It was found that the amount that the top 10 savings banks reflected in loan interest to cover legally mandated expenses such as insurance premiums, education tax, and contributions reached 1 trillion won over about five years.
According to data submitted by Rep. Heo Young of the National Policy Committee on the 12th from the Financial Supervisory Service, the top 10 domestic savings banks by credit exposure (SBI, OK, Korea Investment, Accuon, Welcome, Daol, Shinhan, Hana, Pepper, KB) reflected a total of 963.1 billion won in statutory costs in loan interest over the five years and six months from 2020 through the first half of this year.
Of that, deposit insurance premiums accounted for 731.3 billion won, or 75.9% of the total, with 94.8 billion won for reserve requirements, 93.8 billion won for education tax, and 43.2 billion won in contributions for the Sunshine Loan program.
Statutory costs are expenses that financial companies are required to bear by law, including education tax, the expense of reserve requirements, insurance premiums under the Depositor Protection Act, and various contributions.
Savings banks set interest rates by reflecting these statutory costs in the loan spread along with operating expenses, target profit margins, and adjustment rates.
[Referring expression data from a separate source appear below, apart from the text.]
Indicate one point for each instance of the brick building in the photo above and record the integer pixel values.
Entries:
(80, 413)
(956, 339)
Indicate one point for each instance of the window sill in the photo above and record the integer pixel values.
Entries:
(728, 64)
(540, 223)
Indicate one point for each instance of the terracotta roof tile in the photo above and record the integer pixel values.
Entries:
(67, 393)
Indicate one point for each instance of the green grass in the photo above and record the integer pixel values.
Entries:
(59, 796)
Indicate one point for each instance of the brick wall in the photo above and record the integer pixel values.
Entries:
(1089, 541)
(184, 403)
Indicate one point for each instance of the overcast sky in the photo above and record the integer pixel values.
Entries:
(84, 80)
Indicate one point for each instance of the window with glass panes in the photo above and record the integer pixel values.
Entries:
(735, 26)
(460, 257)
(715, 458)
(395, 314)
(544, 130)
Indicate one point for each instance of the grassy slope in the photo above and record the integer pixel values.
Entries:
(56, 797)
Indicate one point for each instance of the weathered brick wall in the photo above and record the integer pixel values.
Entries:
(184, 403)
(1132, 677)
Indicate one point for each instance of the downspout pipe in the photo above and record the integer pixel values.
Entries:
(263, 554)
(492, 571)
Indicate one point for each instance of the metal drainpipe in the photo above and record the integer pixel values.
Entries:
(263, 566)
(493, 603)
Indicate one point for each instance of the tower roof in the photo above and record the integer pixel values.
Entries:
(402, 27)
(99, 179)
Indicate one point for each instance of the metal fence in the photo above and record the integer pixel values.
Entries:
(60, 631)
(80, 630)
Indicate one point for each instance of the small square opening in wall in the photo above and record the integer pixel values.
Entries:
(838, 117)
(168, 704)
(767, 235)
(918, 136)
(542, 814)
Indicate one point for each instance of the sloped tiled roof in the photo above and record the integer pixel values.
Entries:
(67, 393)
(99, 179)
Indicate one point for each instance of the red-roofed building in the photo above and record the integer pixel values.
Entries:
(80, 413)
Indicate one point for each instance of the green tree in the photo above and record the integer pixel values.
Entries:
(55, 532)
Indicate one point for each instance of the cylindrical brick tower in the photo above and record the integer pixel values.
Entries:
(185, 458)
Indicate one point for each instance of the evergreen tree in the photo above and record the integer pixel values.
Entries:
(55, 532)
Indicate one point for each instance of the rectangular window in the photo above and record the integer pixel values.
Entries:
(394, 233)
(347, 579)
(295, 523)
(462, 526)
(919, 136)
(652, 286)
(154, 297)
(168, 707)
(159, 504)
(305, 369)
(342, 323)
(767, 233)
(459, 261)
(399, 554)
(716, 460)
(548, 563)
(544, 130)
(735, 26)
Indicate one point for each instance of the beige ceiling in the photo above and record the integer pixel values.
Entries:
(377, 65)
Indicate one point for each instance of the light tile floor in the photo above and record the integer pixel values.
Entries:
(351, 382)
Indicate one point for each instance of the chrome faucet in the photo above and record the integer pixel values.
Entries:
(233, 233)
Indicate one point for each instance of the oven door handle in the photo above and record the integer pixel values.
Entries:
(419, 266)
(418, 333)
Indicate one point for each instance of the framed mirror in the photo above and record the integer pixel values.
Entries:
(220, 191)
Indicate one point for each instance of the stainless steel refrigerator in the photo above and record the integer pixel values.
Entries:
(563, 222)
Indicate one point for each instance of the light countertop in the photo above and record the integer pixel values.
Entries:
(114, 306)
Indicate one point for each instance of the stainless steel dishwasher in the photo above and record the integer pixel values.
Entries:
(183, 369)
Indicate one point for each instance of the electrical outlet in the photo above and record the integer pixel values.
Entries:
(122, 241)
Some have criticized this as passing on costs that financial institutions should bear to consumers.
In response, commercial banks revised the best practice code for loan interest rates to prohibit reflecting depositor insurance premiums and reserve requirement expenses in the spread starting in 2023, but savings banks are still reflecting these items in the spread.
However, savings banks say their burden of deposit insurance premiums is greater than that of commercial banks. The current deposit insurance premium rate for savings banks is 0.4%, five times that of banks (0.08%). Since Sep. last year, the depositor protection limit was raised from 50 million won to 100 million won, raising the possibility that the deposit insurance premium rate will increase going forward.
Rep. Heo Young said, "Most savings bank customers are mid- to low-credit borrowers struggling with high interest rates, and it is unreasonable to pass on even the costs that financial institutions should bear to them," and added, "The best practice code for loan interest rates in the savings bank sector should be revised."